Opinión

El disparate del certificado covid

Es inmoral que las mismas autoridades incapaces de garantizar el servicio asistencial o el teléfono contra el Covid pidan luego papeles para tomar un café

Políticos y burócratas han convertido esta pandemia en una trituradora de derechos en la que exigen todo a la ciudadanía sin cumplir antes con los servicios que estamos obligados a pagar, queramos o no y sin ni siquiera tener la contraprestación. La última “moda” en nombre del bien común es reclamar el certificado de vacunación o un test negativo para entrar en el interior de la hostelería o el ocio nocturno: Galicia y Canarias lideran en España una orden aberrante a cualquier nivel. Porque dividir entre inmunizados y no inmunizados es hoy tan discriminatorio como posiblemente ilegal tener que mostrar datos confidenciales de forma tan arbitraria. El estado autonómico desborda aquí sus competencias igual que cuando intentó hacer obligatoria la vacuna: después de que el Constitucional suspenda esa parte de la Lei de Saúde, ¿cómo se encaja esta invasión de la vida privada?

En realidad ya ni siquiera es una cuestión de leyes. Es inmoral que las mismas autoridades incapaces de garantizar el servicio asistencial o el teléfono contra el covid pidan luego papeles para tomar un café. Es un chantaje forzar a los hosteleros a cerrar los ojos ante la Ley de Protección de Datos y asumir competencias impropias mientras se les dice que no es necesario que ellos mismos estén vacunados. Es vergonzoso comprobar hasta qué punto el comité clínico y los responsables de Sanidade están alejados de la realidad: tras huir durante tantos meses de intentar combinar la protección de la salud con la economía implementan un sistema imposible de ejecutar en la gran mayoría de los locales. Es, en definitiva, constatar cómo los fracasos de lo público repercuten siempre contra los ciudadanos: el cuento de que el “Estado somos todos” -y blablabá- solo esconde que un juez puede obligar a una compañía de seguros a hacer frente a los imprevistos pero en cambio los gobiernos tienen legitimidad para no cumplir los servicios, seguir cobrando por ellos y mantener sus derroches.

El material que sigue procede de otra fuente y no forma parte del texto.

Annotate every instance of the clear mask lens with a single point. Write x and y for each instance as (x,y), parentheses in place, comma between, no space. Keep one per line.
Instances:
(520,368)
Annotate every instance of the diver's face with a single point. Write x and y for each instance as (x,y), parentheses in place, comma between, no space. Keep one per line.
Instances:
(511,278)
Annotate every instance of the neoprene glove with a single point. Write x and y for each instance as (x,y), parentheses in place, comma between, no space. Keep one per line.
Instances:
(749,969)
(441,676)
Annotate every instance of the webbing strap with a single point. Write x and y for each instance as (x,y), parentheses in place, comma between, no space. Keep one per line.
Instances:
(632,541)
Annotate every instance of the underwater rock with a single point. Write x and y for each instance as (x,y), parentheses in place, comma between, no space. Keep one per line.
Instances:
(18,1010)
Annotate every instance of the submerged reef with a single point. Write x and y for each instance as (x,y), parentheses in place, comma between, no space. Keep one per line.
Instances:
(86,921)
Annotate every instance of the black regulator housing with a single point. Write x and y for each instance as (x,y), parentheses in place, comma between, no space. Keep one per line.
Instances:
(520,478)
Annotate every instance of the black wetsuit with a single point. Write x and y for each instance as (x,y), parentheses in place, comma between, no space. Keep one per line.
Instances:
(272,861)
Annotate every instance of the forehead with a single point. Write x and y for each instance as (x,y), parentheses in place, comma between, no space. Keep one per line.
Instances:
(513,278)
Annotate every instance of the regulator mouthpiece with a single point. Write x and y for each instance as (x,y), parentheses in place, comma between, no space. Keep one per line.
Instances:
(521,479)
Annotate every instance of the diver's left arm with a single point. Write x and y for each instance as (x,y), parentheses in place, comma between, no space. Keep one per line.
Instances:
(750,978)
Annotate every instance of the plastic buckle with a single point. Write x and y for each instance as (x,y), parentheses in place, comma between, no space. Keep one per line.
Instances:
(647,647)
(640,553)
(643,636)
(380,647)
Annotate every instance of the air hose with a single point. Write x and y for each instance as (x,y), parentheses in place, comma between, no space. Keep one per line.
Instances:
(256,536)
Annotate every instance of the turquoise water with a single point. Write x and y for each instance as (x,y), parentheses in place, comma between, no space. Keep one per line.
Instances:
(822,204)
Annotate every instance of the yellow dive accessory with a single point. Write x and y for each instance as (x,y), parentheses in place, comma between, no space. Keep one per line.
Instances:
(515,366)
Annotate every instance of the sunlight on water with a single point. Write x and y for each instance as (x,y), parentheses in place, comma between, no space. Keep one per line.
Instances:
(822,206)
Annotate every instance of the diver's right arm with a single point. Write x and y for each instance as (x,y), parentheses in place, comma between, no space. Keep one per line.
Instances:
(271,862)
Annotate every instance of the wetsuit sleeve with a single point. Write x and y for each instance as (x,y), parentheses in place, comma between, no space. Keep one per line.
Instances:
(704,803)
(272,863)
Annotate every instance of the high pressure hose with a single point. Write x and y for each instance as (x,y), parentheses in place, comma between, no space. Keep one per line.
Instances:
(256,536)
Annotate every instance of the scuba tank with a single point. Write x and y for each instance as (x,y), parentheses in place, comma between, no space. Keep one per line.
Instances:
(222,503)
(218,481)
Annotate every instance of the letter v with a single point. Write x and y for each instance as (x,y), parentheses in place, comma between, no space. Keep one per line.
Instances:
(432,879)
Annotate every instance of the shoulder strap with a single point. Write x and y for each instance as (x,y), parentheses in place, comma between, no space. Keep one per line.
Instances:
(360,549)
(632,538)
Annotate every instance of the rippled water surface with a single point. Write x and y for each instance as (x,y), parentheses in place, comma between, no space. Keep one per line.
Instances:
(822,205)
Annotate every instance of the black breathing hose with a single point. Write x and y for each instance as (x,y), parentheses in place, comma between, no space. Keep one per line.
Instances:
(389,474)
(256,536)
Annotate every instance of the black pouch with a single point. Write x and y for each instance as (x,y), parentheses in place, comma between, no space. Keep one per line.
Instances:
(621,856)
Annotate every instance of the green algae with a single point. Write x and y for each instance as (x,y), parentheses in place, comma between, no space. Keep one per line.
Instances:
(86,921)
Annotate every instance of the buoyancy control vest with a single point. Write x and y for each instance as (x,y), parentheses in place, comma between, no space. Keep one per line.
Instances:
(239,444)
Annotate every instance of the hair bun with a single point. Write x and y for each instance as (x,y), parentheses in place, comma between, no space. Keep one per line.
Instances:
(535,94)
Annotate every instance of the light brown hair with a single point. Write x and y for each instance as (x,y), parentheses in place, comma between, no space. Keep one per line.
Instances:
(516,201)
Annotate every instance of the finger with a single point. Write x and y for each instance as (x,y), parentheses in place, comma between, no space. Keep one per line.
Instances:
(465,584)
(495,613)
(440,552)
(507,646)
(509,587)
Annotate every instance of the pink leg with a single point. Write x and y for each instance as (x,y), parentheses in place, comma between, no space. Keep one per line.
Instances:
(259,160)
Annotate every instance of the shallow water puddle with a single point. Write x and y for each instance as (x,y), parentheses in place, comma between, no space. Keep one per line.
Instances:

De fondo queda con qué facilidad retroceden las libertades fundamentales. Malta ya ha cerrado sus fronteras a los no inmunizados, creando privilegiados y abriendo la posibilidad de conductas tan desesperadas como forzar el contagio para no perder un empleo. Las autoridades obvian el castigo que supone para muchas personas no haberse vacunado porque no han querido o porque no han podido debido a su edad, a algún problema de salud -o embarazo- o a vivir en un país sin acceso a los fármacos. Generar esta barrera sin que la vacuna sea accesible de forma universal ni facilitar test gratuitos es una doble discriminación que demuestra el peor rostro de los “estados sociales”. Si la pandemia desnudó primero las vergüenzas de los gobiernos luego ha retratado su reacción: en lugar de sanear las carencias -contratando médicos, enfermeras o personal de rastreo- pisotean derechos como camuflaje de sus incapacidades. E igual que les parece oportuno pedir toques de queda para frenar botellones sin atender a las demandas policiales ahora violan la intimidad en vez de ayudar a la hostelería eliminando burocracia, avanzando en la ventilación de los interiores o proporcionando más espacio en las terrazas. Los vigilantes de balcón o de la mascarilla demuestran que siempre habrá “gendarmes” gratuitos -de izquierdas o derechas- encantados de colaborar pero desde luego ya solo el cansancio y tener sus negocios al límite explica que los hosteleros no hayan organizado una demanda colectiva o alguna acción pública de repulsa contra esta catarata de despropósitos.